In Ukraine WINGS have been funded by the International Renaissance Foundation and implemented by Kyiv based NGO Club Eney.  In 2018-2019 the project focused on women who use drugs and women in sex work. Club Eney adapted WINGS for Ukrainian context, added safety planning for the same sex couples. Club Eney trained 15 activists from project target populations to facilitate WINGS. A total of 310 women in 4 regions of Ukraine participated in WINGS and increased their safety through safety planning, building social networks and referrals to additional services, including ART treatment for HIV-positive women, medical screening, temporary shelter, legal and psychological counseling at partner organizations. In order to promote GBV response among key affected populations Club Eney created intersectional working group on GBV prevention and developed an advocacy plan, which aims to improve GBV response at regional levels. International Renaissance Foundation continued grant for 2020 to implement WINGS for women in penitentiary facilities in 5 regions.

In October 2019 Club Eney and their partner organization “Positive Women” received a $150,000 grant from the United Nations Trust Fund to end Violence Against Women and UN Women to implement WINGS in two regions of Ukraine. During this three-year project at least 500 women who use drugs, women in sex work, women living with HIV and internally displaced women will participate in WINGS and decrease risks of physical, sexual, emotional and economic abuse.

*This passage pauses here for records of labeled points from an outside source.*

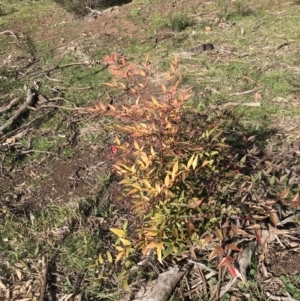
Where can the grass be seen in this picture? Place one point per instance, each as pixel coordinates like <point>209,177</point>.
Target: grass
<point>251,62</point>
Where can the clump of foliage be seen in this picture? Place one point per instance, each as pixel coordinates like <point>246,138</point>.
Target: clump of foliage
<point>187,176</point>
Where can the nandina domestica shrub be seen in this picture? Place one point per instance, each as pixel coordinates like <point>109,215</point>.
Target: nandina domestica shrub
<point>181,178</point>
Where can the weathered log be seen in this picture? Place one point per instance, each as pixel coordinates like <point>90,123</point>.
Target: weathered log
<point>30,99</point>
<point>165,284</point>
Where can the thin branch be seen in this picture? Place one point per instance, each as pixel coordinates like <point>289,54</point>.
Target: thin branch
<point>245,92</point>
<point>24,108</point>
<point>10,105</point>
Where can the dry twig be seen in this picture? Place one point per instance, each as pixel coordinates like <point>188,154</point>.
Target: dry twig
<point>30,99</point>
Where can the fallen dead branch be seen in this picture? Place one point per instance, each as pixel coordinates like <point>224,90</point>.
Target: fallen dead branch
<point>236,104</point>
<point>245,92</point>
<point>164,285</point>
<point>48,71</point>
<point>9,32</point>
<point>13,103</point>
<point>30,99</point>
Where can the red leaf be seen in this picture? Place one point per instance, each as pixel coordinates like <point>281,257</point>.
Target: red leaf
<point>113,149</point>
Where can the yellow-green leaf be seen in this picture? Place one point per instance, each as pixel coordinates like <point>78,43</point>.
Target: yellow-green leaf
<point>159,248</point>
<point>152,151</point>
<point>117,141</point>
<point>125,242</point>
<point>120,256</point>
<point>136,146</point>
<point>195,162</point>
<point>190,161</point>
<point>167,180</point>
<point>175,169</point>
<point>125,285</point>
<point>119,232</point>
<point>284,193</point>
<point>109,257</point>
<point>155,102</point>
<point>100,259</point>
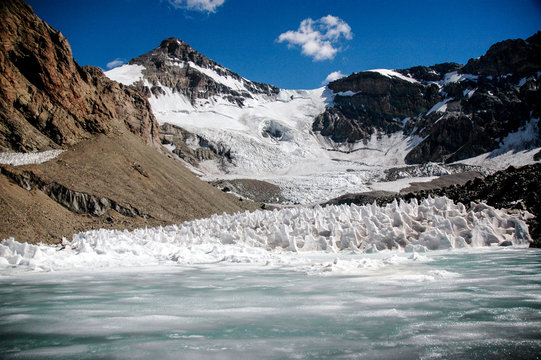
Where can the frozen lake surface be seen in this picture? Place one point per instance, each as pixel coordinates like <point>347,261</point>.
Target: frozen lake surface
<point>480,303</point>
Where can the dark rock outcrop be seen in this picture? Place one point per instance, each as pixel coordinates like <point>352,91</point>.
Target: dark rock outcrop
<point>47,100</point>
<point>176,65</point>
<point>113,173</point>
<point>459,111</point>
<point>76,201</point>
<point>378,104</point>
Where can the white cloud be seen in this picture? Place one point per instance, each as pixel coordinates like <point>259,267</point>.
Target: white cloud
<point>335,75</point>
<point>319,38</point>
<point>197,5</point>
<point>116,62</point>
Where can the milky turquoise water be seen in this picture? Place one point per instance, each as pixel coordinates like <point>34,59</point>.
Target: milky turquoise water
<point>469,304</point>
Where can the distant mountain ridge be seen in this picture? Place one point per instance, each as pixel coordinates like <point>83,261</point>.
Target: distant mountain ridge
<point>176,65</point>
<point>459,111</point>
<point>113,172</point>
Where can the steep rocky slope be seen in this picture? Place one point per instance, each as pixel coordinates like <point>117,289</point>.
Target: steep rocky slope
<point>113,173</point>
<point>47,100</point>
<point>459,111</point>
<point>176,66</point>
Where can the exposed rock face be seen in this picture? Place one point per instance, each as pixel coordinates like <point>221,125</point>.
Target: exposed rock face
<point>378,104</point>
<point>109,176</point>
<point>47,100</point>
<point>176,65</point>
<point>460,111</point>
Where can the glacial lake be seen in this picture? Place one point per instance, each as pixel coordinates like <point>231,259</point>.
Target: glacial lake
<point>482,303</point>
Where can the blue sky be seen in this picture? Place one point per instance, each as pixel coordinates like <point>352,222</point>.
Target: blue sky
<point>263,40</point>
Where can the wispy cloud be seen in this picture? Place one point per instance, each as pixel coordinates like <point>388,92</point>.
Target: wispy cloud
<point>116,62</point>
<point>320,38</point>
<point>197,5</point>
<point>335,75</point>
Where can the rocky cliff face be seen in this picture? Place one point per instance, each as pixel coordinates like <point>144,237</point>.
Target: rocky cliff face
<point>177,66</point>
<point>460,111</point>
<point>47,100</point>
<point>111,176</point>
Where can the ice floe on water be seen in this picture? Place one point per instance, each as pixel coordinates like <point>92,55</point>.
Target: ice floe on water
<point>279,236</point>
<point>17,159</point>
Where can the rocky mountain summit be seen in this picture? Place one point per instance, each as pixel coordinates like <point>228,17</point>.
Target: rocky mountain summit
<point>176,65</point>
<point>459,110</point>
<point>113,172</point>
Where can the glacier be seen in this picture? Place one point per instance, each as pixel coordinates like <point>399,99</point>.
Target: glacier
<point>280,236</point>
<point>269,137</point>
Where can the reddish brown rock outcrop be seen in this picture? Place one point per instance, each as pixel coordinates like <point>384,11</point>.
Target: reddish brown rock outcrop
<point>47,100</point>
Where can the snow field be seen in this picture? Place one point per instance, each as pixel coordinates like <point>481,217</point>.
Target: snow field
<point>289,236</point>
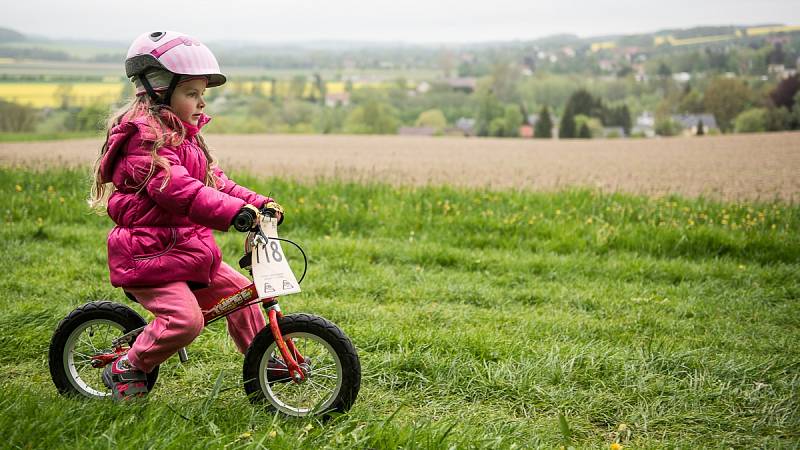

Drug User and Sex Worker Women Initiating New Goals of Safety (WINGS) started in Georgia with support of OSI/OSGF in 2018 implemented by the community based organizations Aceso and Women For Freedom (WFF).  Since then over 120 women went through the brief intervention and follow up support by referral to HIV/HCV/TB diagnostics and treatment, Harm Reduction and SRHR service including Medical Abortion. The services also included physiological and juridical support for survivors IPVs including won court cases on private property. Mentioned is done through ongoing community capacity building and networking, which is though still remains a challenge and the area of further improvement. Synergy with the other local initiatives and having emergency funds is one of the best practices having improved wider access to quality of care services for the intervention beneficiaries.